Jankovich has multiple ties to Kansas. He was an assistant to Bill Self in his first four seasons at Kansas and left to become head coach at Illinois State, hired by current KU athletic director Sheahon Zenger.

“He’s great,” Ojeleye said of Jankovich, named AAC coach of the year. “He’s a players’ coach. He’s just so relaxed. If you didn’t know he was a head coach you wouldn’t be able to tell by the way he walks around.”

Ojeleye compared and contrasted Jankovich’s style to that of Larry Brown, under whom Jankovich coached at SMU before taking over for him.

“I think it’s a little more up-tempo,” Ojeleye said. “Coach Brown kind of winced every time someone shot a 3. Coach (Jankovich) wants us to have the offensive freedom. But I think on the defensive end they are pretty much exactly the same. They want us to guard, play together. I think they really hang their hat on the defensive end. They’re similar and different, but they’re both great coaches.”

Jankovich has a brain built for X’s and O’s. A few years before college football teams began running it, Jankovich wondered why they didn’t use what became known as the Wildcat formation. He likes to tinker with offensive basketball X’s and O’s as well.

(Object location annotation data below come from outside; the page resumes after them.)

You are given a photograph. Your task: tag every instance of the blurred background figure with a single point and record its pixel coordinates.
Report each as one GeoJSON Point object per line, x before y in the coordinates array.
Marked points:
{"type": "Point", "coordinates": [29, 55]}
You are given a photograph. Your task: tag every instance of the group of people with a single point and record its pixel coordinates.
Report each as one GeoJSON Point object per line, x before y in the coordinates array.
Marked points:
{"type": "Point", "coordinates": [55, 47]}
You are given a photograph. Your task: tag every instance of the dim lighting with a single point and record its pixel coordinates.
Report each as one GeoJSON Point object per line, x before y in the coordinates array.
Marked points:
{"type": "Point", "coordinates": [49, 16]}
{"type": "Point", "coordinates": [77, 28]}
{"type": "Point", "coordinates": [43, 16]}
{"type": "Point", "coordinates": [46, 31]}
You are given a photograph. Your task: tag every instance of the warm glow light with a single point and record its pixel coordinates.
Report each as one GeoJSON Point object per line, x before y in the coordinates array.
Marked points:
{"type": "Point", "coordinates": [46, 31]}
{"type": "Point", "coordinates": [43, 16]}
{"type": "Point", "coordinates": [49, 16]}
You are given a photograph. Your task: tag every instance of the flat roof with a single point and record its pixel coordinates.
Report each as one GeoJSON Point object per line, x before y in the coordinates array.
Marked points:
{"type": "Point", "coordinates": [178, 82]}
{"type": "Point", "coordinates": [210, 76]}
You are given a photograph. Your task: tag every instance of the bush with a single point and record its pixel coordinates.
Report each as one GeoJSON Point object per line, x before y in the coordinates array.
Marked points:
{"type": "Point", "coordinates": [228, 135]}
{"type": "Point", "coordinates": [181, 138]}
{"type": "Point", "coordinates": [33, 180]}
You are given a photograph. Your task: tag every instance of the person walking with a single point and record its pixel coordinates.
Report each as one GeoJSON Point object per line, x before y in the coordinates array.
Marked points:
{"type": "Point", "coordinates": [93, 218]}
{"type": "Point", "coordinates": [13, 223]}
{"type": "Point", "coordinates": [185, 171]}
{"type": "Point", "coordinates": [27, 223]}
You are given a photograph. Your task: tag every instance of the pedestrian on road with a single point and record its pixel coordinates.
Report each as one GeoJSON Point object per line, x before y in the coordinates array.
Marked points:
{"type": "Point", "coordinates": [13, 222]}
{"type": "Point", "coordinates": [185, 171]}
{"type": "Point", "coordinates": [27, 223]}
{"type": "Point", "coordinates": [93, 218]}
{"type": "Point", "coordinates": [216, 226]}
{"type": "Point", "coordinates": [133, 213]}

“I don’t know how many different, not just sets, but base offenses we’ve put in this year,” Ojeleye said. “We’ve tried three out, two in, we’ve tried a high-low offense, four out, one in, ball-screen, I mean we just continue to adapt based on what types of teams we’re about to play in trying to attack matchups. Even during games, if he sees something he’ll put something in real quick to try to go at that matchup, so he definitely adapts to what’s coming at him.”

Ojeleye said Jankovich has the gift of communicating complex things in “the simplest terms, and I think we have a high-IQ team, as he calls it, that can really understand it and implement things on the fly.”

SMU (30-4) is riding a 16-game winning streak and Jankovich throws some of the credit for that the way of Ojeleye for the hard work he put in during his one-and-a-half year layoff after transferring from Duke and then watching the school receive sanctions that included a ban from participating in the 2016 NCAA tournament.

“If you want to be a player what else is there to do?” said Jankovich, who played at Kansas State. “But you know what, there a lot of guys around the country, they have a lot of time, too, and they’re not in there (the gym working on their games).

“Sitting out, after your school work’s done, what else do you have to do? Don’t give me the video games thing. Don’t be good at that. That’s not doing you any good. I don’t care how many you scored in the video game. Get over here and work on your real game, and he definitely does that.”

A conscience pang made Jankovich confess that he too once played video games: Space Invaders (released in 1978) and Pac-Man (1980), which at the time were considered unbelievable advances from Pong (1972).